Buddhistische Christen und buddhistische Juden

„Immer mehr Menschen lassen sich von mehr als einer Religion inspirieren“

 

Münster (15. April 2015) – Immer mehr Menschen lassen sich nach Untersuchungen von Religionswissenschaftlern von mehreren Religionen inspirieren. „Waren die westlichen Gesellschaften in der Vergangenheit noch weitgehend monoreligiös, nehmen sie inzwischen zunehmend multireligiöse Gestalt an“, sagte der Religionswissenschaftler Prof. Dr. Perry Schmidt-Leukel vom Exzellenzcluster „Religion und Politik“ am Dienstagabend in Münster. Ein empirisch gut belegter Fall für multireligiöse Identitäten im Westen seien buddhistische Christen und buddhistische Juden, so der Forscher. „Als wichtiges Motiv für diese Doppelidentität lässt sich herausfiltern, dass der Buddhismus vielfältige Meditationsformen bewahrt hat, während dem westlichen Christentum seine eigene kontemplative und mystische Tradition in der Moderne weitgehend abhandengekommen ist.“

Multireligiöse Identitäten seien keine Seltenheit mehr, unterstrich der Forscher in der Ringvorlesung „Transfer zwischen Religionen“ des Exzellenzclusters und des Centrums für religionsbezogene Studien (CRS). Er verwies auch auf Erhebungen wie den Religionsmonitor der Bertelsmann Stiftung: „So stimmten 71 Prozent der Menschen in Indien, 32 Prozent in den USA und 22 Prozent in Deutschland dem Satz zu, dass sie auf Lehren verschiedener religiöser Traditionen zurückgreifen.“ Als Beispiel nannte er die Schriften des Dalai Lama, die für viele protestantische oder katholische Christen ebenso eine spirituelle Quelle seien wie die des Benediktinerpaters und Buchautors Anselm Grün. „Es gibt keineswegs nur eine fundamentalistische Abgrenzung gegenüber allen fremden religiösen Einflüssen, wie angesichts aktueller Religionskonflikte vermutet werden könnte, sondern auch die umgekehrte Entwicklung zur Herausbildung multireligiöser Identitäten“, sagte der Wissenschaftler. Im Vergleich zu früher stünden heute viel mehr Menschen die schriftlichen Quellen unterschiedlichster Religionen offen.

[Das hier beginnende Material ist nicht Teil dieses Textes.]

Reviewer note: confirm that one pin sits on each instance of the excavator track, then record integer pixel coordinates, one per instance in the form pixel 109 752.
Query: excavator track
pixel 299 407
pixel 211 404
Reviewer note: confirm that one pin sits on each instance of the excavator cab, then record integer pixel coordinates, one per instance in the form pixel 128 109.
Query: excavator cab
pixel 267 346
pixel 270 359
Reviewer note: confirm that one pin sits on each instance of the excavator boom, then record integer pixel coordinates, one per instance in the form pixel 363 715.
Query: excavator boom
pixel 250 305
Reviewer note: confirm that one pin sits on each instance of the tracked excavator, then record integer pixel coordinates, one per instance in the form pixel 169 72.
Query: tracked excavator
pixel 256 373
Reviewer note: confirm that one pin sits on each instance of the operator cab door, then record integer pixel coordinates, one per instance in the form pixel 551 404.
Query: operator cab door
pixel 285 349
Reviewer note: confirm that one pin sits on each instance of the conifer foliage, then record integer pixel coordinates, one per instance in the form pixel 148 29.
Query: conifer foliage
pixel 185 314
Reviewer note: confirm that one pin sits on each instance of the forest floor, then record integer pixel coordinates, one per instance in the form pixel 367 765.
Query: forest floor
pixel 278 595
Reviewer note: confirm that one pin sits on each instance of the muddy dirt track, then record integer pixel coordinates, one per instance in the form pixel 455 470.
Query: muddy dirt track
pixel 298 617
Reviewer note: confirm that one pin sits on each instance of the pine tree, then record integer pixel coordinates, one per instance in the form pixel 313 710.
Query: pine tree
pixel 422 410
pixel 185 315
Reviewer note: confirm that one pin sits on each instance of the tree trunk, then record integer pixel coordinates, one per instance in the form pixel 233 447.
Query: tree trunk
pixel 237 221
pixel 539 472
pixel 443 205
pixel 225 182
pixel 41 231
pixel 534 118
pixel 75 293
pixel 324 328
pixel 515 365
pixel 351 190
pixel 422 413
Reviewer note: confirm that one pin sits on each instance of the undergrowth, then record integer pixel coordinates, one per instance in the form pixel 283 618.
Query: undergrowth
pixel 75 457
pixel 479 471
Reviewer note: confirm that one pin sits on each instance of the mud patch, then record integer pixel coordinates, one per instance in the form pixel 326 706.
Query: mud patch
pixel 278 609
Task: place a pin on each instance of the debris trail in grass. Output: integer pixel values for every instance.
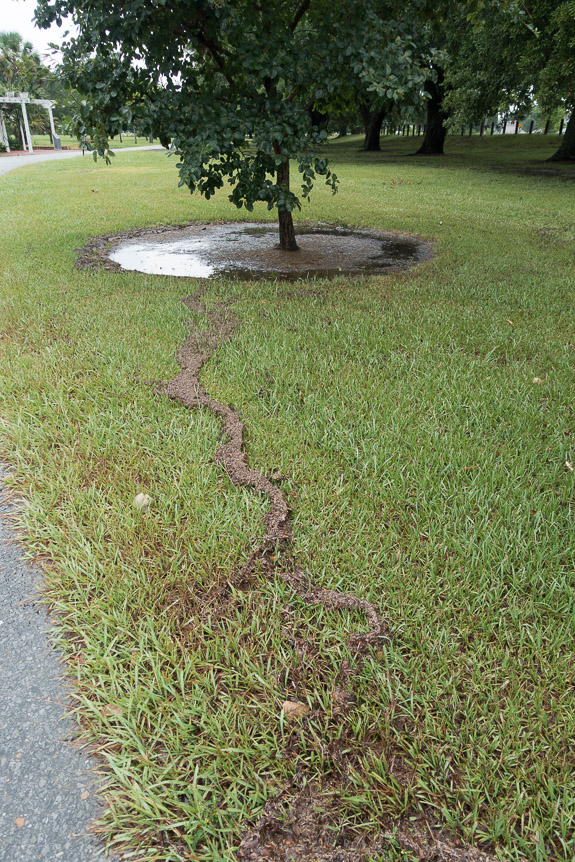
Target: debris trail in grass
(295, 835)
(186, 388)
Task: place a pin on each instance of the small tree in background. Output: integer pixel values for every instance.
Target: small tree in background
(231, 85)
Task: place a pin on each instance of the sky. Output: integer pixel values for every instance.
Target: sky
(17, 15)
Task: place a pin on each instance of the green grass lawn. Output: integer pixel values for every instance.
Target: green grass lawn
(426, 468)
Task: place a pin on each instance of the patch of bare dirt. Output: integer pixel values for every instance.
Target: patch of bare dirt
(307, 828)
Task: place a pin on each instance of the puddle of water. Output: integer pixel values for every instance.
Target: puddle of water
(249, 250)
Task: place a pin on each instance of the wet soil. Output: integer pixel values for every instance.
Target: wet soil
(249, 250)
(307, 828)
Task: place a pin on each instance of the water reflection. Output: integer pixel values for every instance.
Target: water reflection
(249, 250)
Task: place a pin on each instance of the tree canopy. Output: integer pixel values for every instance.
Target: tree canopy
(229, 84)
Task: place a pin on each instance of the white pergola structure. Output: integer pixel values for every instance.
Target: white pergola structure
(23, 99)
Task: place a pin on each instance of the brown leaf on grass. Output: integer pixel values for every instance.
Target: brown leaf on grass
(111, 709)
(292, 710)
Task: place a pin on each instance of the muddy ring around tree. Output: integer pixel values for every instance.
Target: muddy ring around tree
(250, 250)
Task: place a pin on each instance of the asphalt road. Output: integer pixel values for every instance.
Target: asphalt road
(47, 786)
(9, 163)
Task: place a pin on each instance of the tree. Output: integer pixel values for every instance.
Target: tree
(228, 83)
(22, 70)
(510, 53)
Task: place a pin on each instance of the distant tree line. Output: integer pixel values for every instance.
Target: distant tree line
(239, 89)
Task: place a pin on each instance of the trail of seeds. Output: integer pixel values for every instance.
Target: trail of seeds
(186, 388)
(295, 833)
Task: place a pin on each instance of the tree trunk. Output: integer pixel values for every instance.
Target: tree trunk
(567, 148)
(436, 116)
(372, 121)
(287, 232)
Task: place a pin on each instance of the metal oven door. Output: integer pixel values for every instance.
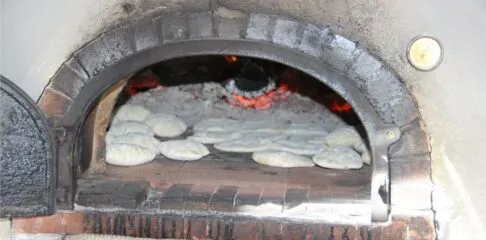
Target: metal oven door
(26, 155)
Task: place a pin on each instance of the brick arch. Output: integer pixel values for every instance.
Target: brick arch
(374, 91)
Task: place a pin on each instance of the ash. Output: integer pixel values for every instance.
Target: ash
(194, 102)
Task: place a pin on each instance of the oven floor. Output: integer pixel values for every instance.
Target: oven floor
(212, 185)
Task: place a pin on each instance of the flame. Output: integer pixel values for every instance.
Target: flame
(336, 107)
(231, 58)
(264, 101)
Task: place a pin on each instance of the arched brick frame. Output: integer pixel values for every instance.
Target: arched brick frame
(375, 92)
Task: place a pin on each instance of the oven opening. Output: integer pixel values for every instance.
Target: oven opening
(226, 134)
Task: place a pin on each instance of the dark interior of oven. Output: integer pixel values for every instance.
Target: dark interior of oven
(234, 87)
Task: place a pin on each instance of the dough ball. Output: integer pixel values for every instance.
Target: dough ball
(281, 159)
(211, 137)
(338, 157)
(131, 112)
(297, 147)
(128, 155)
(343, 137)
(127, 127)
(244, 145)
(216, 124)
(136, 139)
(183, 150)
(166, 125)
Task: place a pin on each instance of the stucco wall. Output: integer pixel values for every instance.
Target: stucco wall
(37, 36)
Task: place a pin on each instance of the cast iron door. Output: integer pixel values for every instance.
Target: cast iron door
(26, 155)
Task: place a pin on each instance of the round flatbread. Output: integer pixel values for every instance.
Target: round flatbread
(343, 137)
(281, 159)
(183, 150)
(166, 125)
(128, 155)
(131, 112)
(244, 145)
(216, 124)
(305, 129)
(212, 137)
(128, 127)
(260, 126)
(136, 139)
(297, 147)
(338, 157)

Genaue statistische Angaben zur religiösen Mehrfachzugehörigkeit lassen sich dem Forscher zufolge nicht machen, da viele Staaten bei der Erhebung von Bevölkerungsdaten – im Unterschied zu beispielsweise Japan – bei der Frage nach Religionszugehörigkeit nur eine Antwort zulassen oder nur enge Zugehörigkeitsformen als Kleriker oder Angestellter einer religiösen Institution erfassen.

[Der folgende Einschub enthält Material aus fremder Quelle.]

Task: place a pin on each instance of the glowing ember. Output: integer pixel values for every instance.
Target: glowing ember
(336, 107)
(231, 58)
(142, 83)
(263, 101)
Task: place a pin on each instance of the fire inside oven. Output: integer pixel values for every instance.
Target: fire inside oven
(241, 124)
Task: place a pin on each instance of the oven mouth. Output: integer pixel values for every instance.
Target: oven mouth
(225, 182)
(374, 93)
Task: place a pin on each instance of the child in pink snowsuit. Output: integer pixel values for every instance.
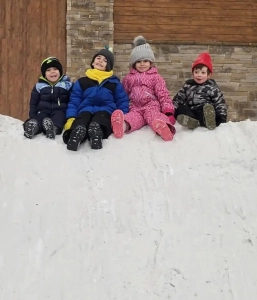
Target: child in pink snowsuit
(150, 102)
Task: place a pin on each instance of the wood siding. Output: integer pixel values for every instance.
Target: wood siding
(30, 30)
(198, 21)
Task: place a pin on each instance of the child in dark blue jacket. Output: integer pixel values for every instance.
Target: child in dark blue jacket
(93, 99)
(49, 101)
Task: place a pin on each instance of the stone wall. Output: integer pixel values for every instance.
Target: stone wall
(90, 27)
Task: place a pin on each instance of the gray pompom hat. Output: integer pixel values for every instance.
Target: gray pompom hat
(142, 51)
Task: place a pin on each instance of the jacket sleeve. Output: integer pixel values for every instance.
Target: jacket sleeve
(33, 104)
(219, 105)
(76, 98)
(121, 98)
(180, 97)
(163, 95)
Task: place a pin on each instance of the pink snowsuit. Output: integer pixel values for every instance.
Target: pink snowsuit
(149, 99)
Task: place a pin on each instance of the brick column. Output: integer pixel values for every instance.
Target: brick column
(89, 28)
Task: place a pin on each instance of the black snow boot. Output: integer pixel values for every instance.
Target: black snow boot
(76, 137)
(96, 135)
(49, 128)
(31, 128)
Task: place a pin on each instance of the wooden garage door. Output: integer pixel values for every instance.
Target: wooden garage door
(30, 30)
(198, 21)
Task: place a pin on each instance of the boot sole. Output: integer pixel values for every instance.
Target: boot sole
(209, 116)
(161, 128)
(48, 126)
(96, 136)
(187, 121)
(117, 120)
(76, 137)
(29, 131)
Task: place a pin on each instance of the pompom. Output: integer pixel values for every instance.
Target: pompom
(139, 40)
(108, 48)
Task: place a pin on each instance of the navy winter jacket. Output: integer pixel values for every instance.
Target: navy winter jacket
(47, 97)
(88, 95)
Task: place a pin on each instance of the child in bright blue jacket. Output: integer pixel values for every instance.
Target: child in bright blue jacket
(49, 101)
(93, 99)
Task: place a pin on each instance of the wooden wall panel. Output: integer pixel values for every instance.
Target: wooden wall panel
(30, 30)
(198, 21)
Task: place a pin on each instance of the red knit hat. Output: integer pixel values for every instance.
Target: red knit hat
(203, 59)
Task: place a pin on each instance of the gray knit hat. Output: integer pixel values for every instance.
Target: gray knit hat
(142, 51)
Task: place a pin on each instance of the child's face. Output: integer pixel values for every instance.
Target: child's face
(100, 63)
(52, 74)
(143, 65)
(201, 75)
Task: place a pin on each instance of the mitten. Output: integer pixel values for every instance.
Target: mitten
(68, 124)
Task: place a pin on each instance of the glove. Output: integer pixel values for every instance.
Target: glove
(170, 114)
(68, 124)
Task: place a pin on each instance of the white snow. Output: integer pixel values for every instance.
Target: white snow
(141, 219)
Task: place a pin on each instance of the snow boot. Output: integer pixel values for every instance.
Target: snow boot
(49, 128)
(187, 121)
(209, 116)
(76, 137)
(117, 121)
(162, 128)
(31, 128)
(95, 135)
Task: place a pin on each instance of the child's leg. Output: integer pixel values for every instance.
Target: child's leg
(160, 123)
(99, 128)
(186, 117)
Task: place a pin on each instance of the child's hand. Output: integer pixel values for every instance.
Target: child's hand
(68, 124)
(170, 113)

„Durch den Buddhismus neue Wahrheiten erkannt“

Mit Blick auf buddhistische Christen und buddhistische Juden stellte der Forscher unterschiedliche Grade der Zugehörigkeit fest. „Neben einer Vielzahl an Christen und Juden, die sich unterschiedlich stark durch den Buddhismus beeinflussen lassen, gibt es die kleine Gruppe der Double Belonger, die ganz bewusst und gezielt eine buddhistische Doppelidentität leben“, so Prof. Schmidt-Leukel. Unter den buddhistischen Christen seien sogar Gläubige, die beiden Religionsgemeinschaften offiziell angehörten.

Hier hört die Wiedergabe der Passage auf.